[Image courtesy of breakthrough apps]
Last week, an Indianapolis trial judge sentenced former Secretary of State Charlie White to one year of home detention after a jury convicted him of six felony counts related to his use of his ex-wife’s address as his voting address in the May 2010 election.
While White has vowed to appeal, the felony convictions did bring an end to one argument – whether or not White could continue to serve as Secretary, which would have been possible had the judge agreed to reduce the sentence to a misdemeanor.
A larger argument has emerged, however, and it is one to which other states and localities should pay attention in this era of razor-close elections:
What happens when the law and/or the evidence shows the winner of an election is no longer the winner?
That’s the question that the Indiana Supreme Court will take up soon as it is asked to resolved who should replace White as Secretary of State.
The state’s Democrats argue that Indiana law as of the time of the 2010 election says that White’s conviction (in essence, a retroactive declaration of ineligibility) means that the eligible candidate with the next-highest number of votes – Democrat Vop Osili – should be declared the winner, even though he lost to White by 300,000 votes in 2010 AND was elected to Indianapolis City Council in 2011.
Republicans counter that the vacancy did not occur until White’s conviction and removal, meaning that the Governor can appoint his replacement.
The case has already made stops in and around the Hoosier State legal system – the State Recount Commission voted to uphold White’s eligibility; a decision that was then overruled by a Marion County judge in December 2011.
Basically, the Indiana Supreme Court is facing the same kind of choice that any court faces when asked to resolve a disputed, yet usually long-past, election. The problem is that all three of the major choices have significant drawbacks:
- If the Court chooses to elevate Osili, it chooses a candidate who was a distant runner-up despite alerting voters to potential issues with White’s candidacy;
- If the Court allows the Governor to fill the vacancy, it is essentially allowing the most significant result of the alleged fraud to stand; and
- If the Court throws up its hands and orders a revote, it will not restore the status quo ante that existed in November 2010 and could cost Indiana taxpayers significant funds depending on the timing of the election.
It’s a difficult choice that I am confident that the members of the Court wish they didn’t have to make.
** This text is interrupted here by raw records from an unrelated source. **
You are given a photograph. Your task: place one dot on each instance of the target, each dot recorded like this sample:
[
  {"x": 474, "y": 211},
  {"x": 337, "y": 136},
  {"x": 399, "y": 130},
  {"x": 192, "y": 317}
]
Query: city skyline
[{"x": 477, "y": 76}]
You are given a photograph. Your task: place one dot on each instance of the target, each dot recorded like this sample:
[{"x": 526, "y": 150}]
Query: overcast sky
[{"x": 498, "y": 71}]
If nothing else, the mess in Indiana – and the difficulties in resolving a disputed election result – should be in the back of the mind of anyone who cares about election administration. No one really emerges victorious when a court is asked to pick a winner; while we can’t always guard against bad actors, all of us who care about the nation’s voting system should do everything we can to ensure that voters, and not judges, decide the outcome of our electoral process.